Foi recebido no aeroporto por dois funcionários do Waijiaobu, o Ministério dos Negócios Estrangeiros chinês, que puseram à sua disposição dois intérpretes, um motorista e um carro cinzento de fabrico nacional. Foi nele que o encarregado de negócios foi até à cidade. Hoje, este é um percurso que se faz numa auto-estrada com várias faixas e portagens. “Em 1979, era uma estrada estreita, com muito poucos automóveis, alguns autocarros, bicicletas e carroças”, conta João de Deus Ramos no seu livro Em Torno da China — Memórias Diplomáticas (Caleidoscópio, 2016). Instalado no Hotel Pequim, o diplomata montou a “residência” numa suite e a “chancelaria” num quarto ao lado.
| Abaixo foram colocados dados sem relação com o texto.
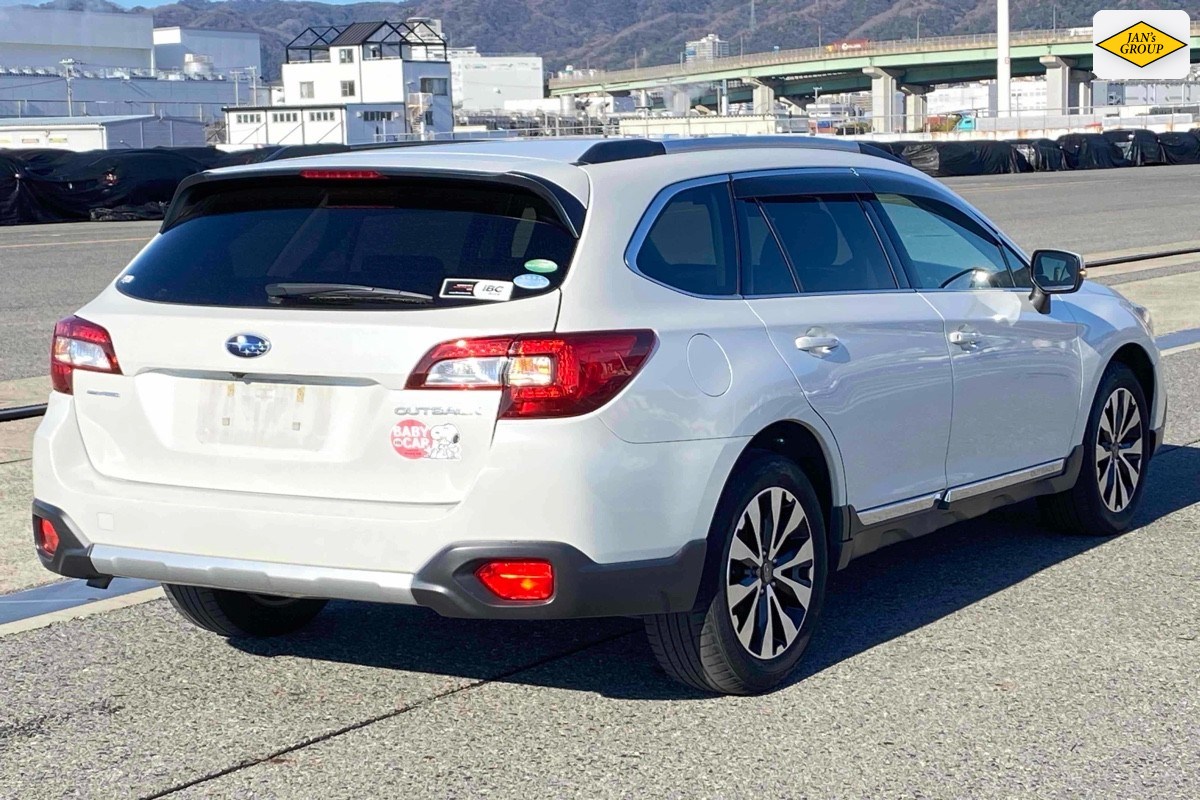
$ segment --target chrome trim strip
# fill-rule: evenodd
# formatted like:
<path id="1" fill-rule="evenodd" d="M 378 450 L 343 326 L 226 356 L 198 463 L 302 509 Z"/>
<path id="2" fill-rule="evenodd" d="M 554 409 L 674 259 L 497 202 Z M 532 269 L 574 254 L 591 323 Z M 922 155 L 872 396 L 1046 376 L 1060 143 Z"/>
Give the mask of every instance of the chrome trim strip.
<path id="1" fill-rule="evenodd" d="M 1019 469 L 1015 473 L 989 477 L 985 481 L 976 481 L 974 483 L 955 486 L 946 492 L 946 503 L 966 500 L 967 498 L 986 494 L 988 492 L 995 492 L 997 489 L 1004 489 L 1009 486 L 1016 486 L 1018 483 L 1036 481 L 1040 477 L 1050 477 L 1051 475 L 1061 475 L 1066 468 L 1067 459 L 1060 458 L 1045 464 L 1038 464 L 1037 467 L 1030 467 L 1028 469 Z"/>
<path id="2" fill-rule="evenodd" d="M 875 506 L 874 509 L 868 509 L 866 511 L 859 511 L 858 521 L 863 523 L 863 525 L 870 527 L 877 525 L 881 522 L 887 522 L 888 519 L 895 519 L 896 517 L 906 517 L 919 511 L 929 511 L 937 504 L 941 497 L 941 492 L 935 492 L 934 494 L 923 494 L 922 497 L 912 498 L 911 500 L 901 500 L 900 503 L 889 503 L 884 506 Z"/>
<path id="3" fill-rule="evenodd" d="M 92 545 L 89 555 L 97 572 L 122 578 L 264 595 L 416 604 L 408 572 L 250 561 L 112 545 Z"/>

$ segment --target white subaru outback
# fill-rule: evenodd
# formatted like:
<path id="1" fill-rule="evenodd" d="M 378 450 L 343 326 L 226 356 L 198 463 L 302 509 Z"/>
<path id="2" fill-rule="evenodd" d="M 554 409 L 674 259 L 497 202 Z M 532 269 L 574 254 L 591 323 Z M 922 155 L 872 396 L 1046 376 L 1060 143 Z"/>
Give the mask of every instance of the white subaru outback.
<path id="1" fill-rule="evenodd" d="M 1146 311 L 865 144 L 559 139 L 194 176 L 59 323 L 34 533 L 217 633 L 634 615 L 782 681 L 833 570 L 1039 497 L 1130 525 Z"/>

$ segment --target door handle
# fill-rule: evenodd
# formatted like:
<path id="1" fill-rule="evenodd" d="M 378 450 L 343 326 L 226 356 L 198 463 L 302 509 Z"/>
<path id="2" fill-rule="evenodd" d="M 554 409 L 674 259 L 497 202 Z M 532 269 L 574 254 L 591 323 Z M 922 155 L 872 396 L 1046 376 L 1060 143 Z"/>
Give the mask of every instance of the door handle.
<path id="1" fill-rule="evenodd" d="M 979 347 L 979 342 L 983 336 L 978 331 L 971 330 L 958 330 L 950 331 L 950 344 L 958 344 L 964 350 L 971 350 Z"/>
<path id="2" fill-rule="evenodd" d="M 796 339 L 797 350 L 804 350 L 812 355 L 829 355 L 839 347 L 841 347 L 841 341 L 836 336 L 800 336 Z"/>

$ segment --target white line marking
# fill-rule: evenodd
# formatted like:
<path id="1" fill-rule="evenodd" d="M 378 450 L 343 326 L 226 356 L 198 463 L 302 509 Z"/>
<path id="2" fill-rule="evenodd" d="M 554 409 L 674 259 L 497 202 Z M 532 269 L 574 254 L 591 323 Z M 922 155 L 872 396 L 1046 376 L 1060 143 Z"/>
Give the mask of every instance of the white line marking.
<path id="1" fill-rule="evenodd" d="M 96 614 L 116 610 L 118 608 L 128 608 L 130 606 L 148 603 L 151 600 L 158 600 L 160 597 L 163 597 L 162 587 L 155 587 L 154 589 L 131 591 L 127 595 L 119 595 L 108 600 L 97 600 L 95 602 L 83 603 L 80 606 L 76 606 L 74 608 L 64 608 L 62 610 L 48 612 L 37 616 L 30 616 L 29 619 L 19 619 L 14 622 L 5 622 L 4 625 L 0 625 L 0 638 L 12 636 L 13 633 L 36 631 L 40 627 L 48 627 L 55 622 L 66 622 L 72 619 L 83 619 L 84 616 L 94 616 Z"/>
<path id="2" fill-rule="evenodd" d="M 1200 342 L 1193 342 L 1192 344 L 1181 344 L 1174 348 L 1166 348 L 1165 350 L 1159 350 L 1158 355 L 1175 355 L 1176 353 L 1187 353 L 1188 350 L 1200 350 Z"/>

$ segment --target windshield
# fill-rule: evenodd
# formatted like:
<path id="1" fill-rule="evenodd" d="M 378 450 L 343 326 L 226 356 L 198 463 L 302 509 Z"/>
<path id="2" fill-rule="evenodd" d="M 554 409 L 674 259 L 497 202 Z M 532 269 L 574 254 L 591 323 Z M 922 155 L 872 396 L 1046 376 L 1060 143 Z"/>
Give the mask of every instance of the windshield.
<path id="1" fill-rule="evenodd" d="M 510 302 L 556 289 L 575 252 L 550 204 L 500 184 L 287 179 L 199 188 L 179 221 L 121 275 L 120 291 L 156 302 L 254 308 L 280 307 L 268 291 L 278 284 L 300 285 L 289 307 Z M 330 303 L 319 293 L 306 297 L 308 283 L 433 300 Z"/>

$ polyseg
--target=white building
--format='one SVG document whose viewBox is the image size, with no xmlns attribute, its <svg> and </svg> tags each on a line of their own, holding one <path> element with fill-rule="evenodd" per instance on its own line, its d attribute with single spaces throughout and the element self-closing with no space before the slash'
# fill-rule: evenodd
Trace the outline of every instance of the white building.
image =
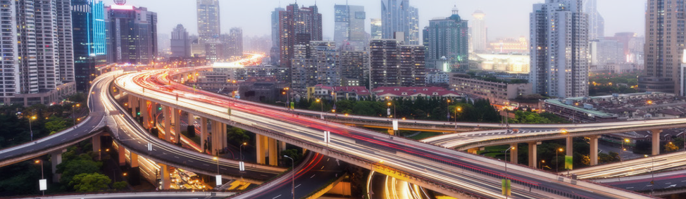
<svg viewBox="0 0 686 199">
<path fill-rule="evenodd" d="M 547 0 L 530 14 L 534 91 L 561 98 L 588 96 L 588 23 L 581 0 Z"/>
</svg>

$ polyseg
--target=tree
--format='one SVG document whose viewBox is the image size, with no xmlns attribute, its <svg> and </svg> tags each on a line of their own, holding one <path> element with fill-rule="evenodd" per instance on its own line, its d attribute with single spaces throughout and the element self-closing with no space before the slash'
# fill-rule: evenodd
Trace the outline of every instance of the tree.
<svg viewBox="0 0 686 199">
<path fill-rule="evenodd" d="M 74 176 L 69 181 L 69 186 L 78 192 L 94 192 L 107 188 L 107 185 L 111 181 L 109 177 L 104 174 L 83 173 Z"/>
<path fill-rule="evenodd" d="M 678 150 L 679 147 L 674 145 L 674 143 L 672 142 L 667 143 L 667 144 L 665 145 L 665 151 L 666 152 L 675 151 Z"/>
</svg>

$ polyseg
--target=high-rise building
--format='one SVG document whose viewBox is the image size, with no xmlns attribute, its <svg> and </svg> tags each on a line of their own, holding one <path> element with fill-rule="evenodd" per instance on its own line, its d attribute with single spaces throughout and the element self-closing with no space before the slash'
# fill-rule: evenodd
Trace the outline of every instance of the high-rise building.
<svg viewBox="0 0 686 199">
<path fill-rule="evenodd" d="M 472 39 L 471 44 L 474 48 L 474 51 L 482 53 L 487 49 L 488 35 L 486 29 L 486 14 L 483 11 L 477 10 L 472 14 L 474 20 L 472 21 Z"/>
<path fill-rule="evenodd" d="M 443 72 L 466 70 L 469 65 L 469 27 L 467 20 L 458 14 L 457 7 L 453 14 L 444 19 L 429 21 L 424 30 L 424 46 L 426 48 L 426 67 Z M 447 59 L 449 68 L 442 65 Z"/>
<path fill-rule="evenodd" d="M 243 30 L 232 27 L 229 34 L 222 34 L 221 41 L 224 46 L 224 58 L 243 56 Z"/>
<path fill-rule="evenodd" d="M 148 64 L 157 56 L 157 13 L 144 7 L 105 7 L 108 63 Z"/>
<path fill-rule="evenodd" d="M 370 27 L 370 31 L 371 31 L 372 39 L 381 39 L 382 38 L 382 29 L 381 27 L 381 19 L 380 18 L 373 18 L 371 19 L 371 27 Z"/>
<path fill-rule="evenodd" d="M 71 1 L 2 0 L 0 5 L 0 105 L 49 104 L 73 94 Z"/>
<path fill-rule="evenodd" d="M 269 52 L 269 58 L 271 59 L 271 63 L 274 65 L 280 65 L 279 63 L 281 60 L 281 44 L 279 43 L 279 39 L 281 37 L 281 32 L 279 30 L 279 13 L 281 11 L 286 11 L 283 8 L 276 8 L 272 11 L 272 46 L 271 51 Z"/>
<path fill-rule="evenodd" d="M 317 6 L 298 6 L 294 4 L 279 12 L 279 46 L 281 67 L 291 68 L 294 46 L 322 41 L 322 14 Z"/>
<path fill-rule="evenodd" d="M 531 72 L 534 91 L 568 98 L 588 96 L 588 23 L 582 0 L 547 0 L 533 6 Z"/>
<path fill-rule="evenodd" d="M 335 42 L 312 41 L 307 44 L 295 45 L 294 48 L 291 69 L 291 87 L 294 91 L 304 93 L 307 87 L 317 84 L 340 85 L 339 55 Z"/>
<path fill-rule="evenodd" d="M 218 0 L 197 0 L 198 14 L 198 44 L 204 46 L 208 41 L 218 41 L 221 34 Z"/>
<path fill-rule="evenodd" d="M 372 89 L 425 85 L 424 46 L 404 45 L 404 42 L 397 39 L 374 39 L 370 41 Z"/>
<path fill-rule="evenodd" d="M 189 58 L 191 56 L 191 39 L 188 31 L 183 25 L 179 24 L 172 30 L 171 56 L 173 57 Z"/>
<path fill-rule="evenodd" d="M 369 85 L 369 53 L 359 51 L 343 51 L 339 57 L 342 86 L 368 86 Z"/>
<path fill-rule="evenodd" d="M 588 39 L 597 39 L 605 37 L 605 19 L 598 11 L 598 0 L 586 0 L 584 12 L 588 14 Z"/>
<path fill-rule="evenodd" d="M 365 31 L 364 6 L 335 5 L 335 26 L 334 41 L 337 46 L 349 44 L 356 51 L 363 51 L 368 47 L 367 32 Z"/>
<path fill-rule="evenodd" d="M 71 0 L 76 87 L 86 91 L 96 68 L 107 64 L 105 6 L 102 1 Z"/>
<path fill-rule="evenodd" d="M 642 91 L 680 94 L 679 68 L 685 38 L 683 1 L 649 0 L 646 11 L 645 70 L 638 78 Z"/>
<path fill-rule="evenodd" d="M 419 11 L 410 6 L 409 0 L 381 1 L 382 38 L 395 39 L 396 32 L 404 32 L 406 44 L 419 44 Z"/>
</svg>

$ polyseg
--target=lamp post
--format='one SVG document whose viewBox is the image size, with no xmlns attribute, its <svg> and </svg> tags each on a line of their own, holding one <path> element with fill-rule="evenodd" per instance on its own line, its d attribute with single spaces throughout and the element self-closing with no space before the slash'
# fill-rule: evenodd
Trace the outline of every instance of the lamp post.
<svg viewBox="0 0 686 199">
<path fill-rule="evenodd" d="M 31 141 L 33 141 L 33 129 L 31 127 L 32 126 L 31 125 L 31 120 L 36 120 L 36 116 L 35 115 L 31 116 L 31 117 L 29 117 L 29 131 L 31 132 Z"/>
<path fill-rule="evenodd" d="M 560 162 L 560 158 L 559 157 L 559 155 L 560 155 L 560 153 L 559 153 L 559 152 L 562 152 L 563 150 L 563 149 L 562 149 L 561 148 L 558 148 L 557 149 L 557 151 L 555 151 L 555 172 L 556 173 L 559 173 L 560 172 L 560 164 L 559 164 L 559 162 Z"/>
<path fill-rule="evenodd" d="M 45 175 L 43 174 L 43 161 L 36 160 L 36 164 L 40 163 L 40 177 L 41 179 L 45 179 Z M 43 191 L 43 195 L 45 195 L 45 191 Z"/>
<path fill-rule="evenodd" d="M 293 195 L 293 199 L 295 199 L 295 160 L 293 158 L 288 157 L 288 155 L 284 155 L 283 157 L 291 159 L 291 167 L 293 167 L 293 170 L 291 171 L 291 195 Z"/>
<path fill-rule="evenodd" d="M 644 156 L 645 158 L 648 158 L 648 155 L 643 155 L 643 156 Z M 654 186 L 655 185 L 655 171 L 654 171 L 654 169 L 655 169 L 655 159 L 653 158 L 653 156 L 650 156 L 650 164 L 651 164 L 651 166 L 650 166 L 650 175 L 651 175 L 650 184 L 653 185 L 653 186 L 650 186 L 650 195 L 653 195 L 653 193 L 654 193 L 653 192 L 653 189 L 654 188 L 654 186 Z"/>
</svg>

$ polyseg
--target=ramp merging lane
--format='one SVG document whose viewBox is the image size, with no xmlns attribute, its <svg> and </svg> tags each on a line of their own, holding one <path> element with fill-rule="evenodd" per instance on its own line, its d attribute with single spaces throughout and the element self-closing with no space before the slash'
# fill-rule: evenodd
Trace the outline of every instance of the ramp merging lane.
<svg viewBox="0 0 686 199">
<path fill-rule="evenodd" d="M 513 179 L 513 183 L 516 184 L 518 188 L 513 189 L 513 194 L 518 198 L 647 197 L 520 166 L 509 165 L 506 174 L 504 163 L 492 159 L 388 137 L 349 126 L 299 117 L 283 113 L 282 110 L 253 106 L 237 101 L 225 101 L 199 92 L 169 91 L 163 88 L 169 84 L 175 84 L 168 77 L 169 73 L 173 72 L 173 70 L 156 70 L 125 75 L 118 78 L 116 84 L 137 97 L 175 105 L 185 111 L 194 112 L 196 115 L 205 115 L 223 122 L 235 122 L 255 131 L 262 129 L 278 134 L 283 138 L 301 141 L 297 144 L 318 146 L 318 148 L 328 148 L 332 155 L 351 156 L 354 158 L 358 158 L 366 162 L 356 162 L 358 165 L 371 165 L 375 167 L 375 170 L 380 169 L 379 167 L 387 170 L 397 169 L 413 177 L 442 184 L 449 190 L 465 191 L 480 197 L 504 198 L 500 194 L 500 179 L 505 176 Z M 177 95 L 179 96 L 177 101 L 175 100 Z M 232 110 L 231 115 L 225 113 L 228 108 Z M 323 131 L 332 132 L 332 139 L 328 146 L 321 141 Z"/>
</svg>

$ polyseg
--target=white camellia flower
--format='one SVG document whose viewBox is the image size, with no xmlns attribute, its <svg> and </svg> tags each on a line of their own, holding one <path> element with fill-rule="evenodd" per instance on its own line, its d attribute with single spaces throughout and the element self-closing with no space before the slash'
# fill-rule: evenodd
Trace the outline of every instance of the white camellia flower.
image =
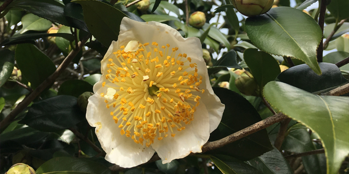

No dia seguinte, enviou o clássico telegrama a comunicar às Necessidades que cumprira a primeira missão. Não havia dúvida sobre o que escrever. João de Deus Ramos tinha 37 anos, mas desde o 25 de Abril vira várias novas missões serem abertas. “O texto era sempre o mesmo.” No seu caso, era isto: “Cheguei ontem Pequim e abri embaixada. Ramos.”

Simples? Não em 1979. A “máquina dos telegramas” que levara era “moderna, electrónica e a última palavra em termos criptográficos, uma malinha preta de onde saíam umas fitas de papel com o texto do telegrama”. Antes de partir, passara vários dias na Cifra, no MNE, para aprender como funcionava. Mas ninguém se lembrou de um pormenor: as fichas portuguesas não encaixavam nas tomadas chinesas. Aflito no seu quarto do Hotel Pequim, mas capaz de uma razoável ginástica eléctrica, João de Deus Ramos conseguiu mudar a ficha e escrever a mensagem na fita. Ultrapassado o primeiro susto, na manhã seguinte à sua chegada e com tudo pronto, João de Deus Ramos foi finalmente aos correios enviar o primeiro telegrama para Lisboa.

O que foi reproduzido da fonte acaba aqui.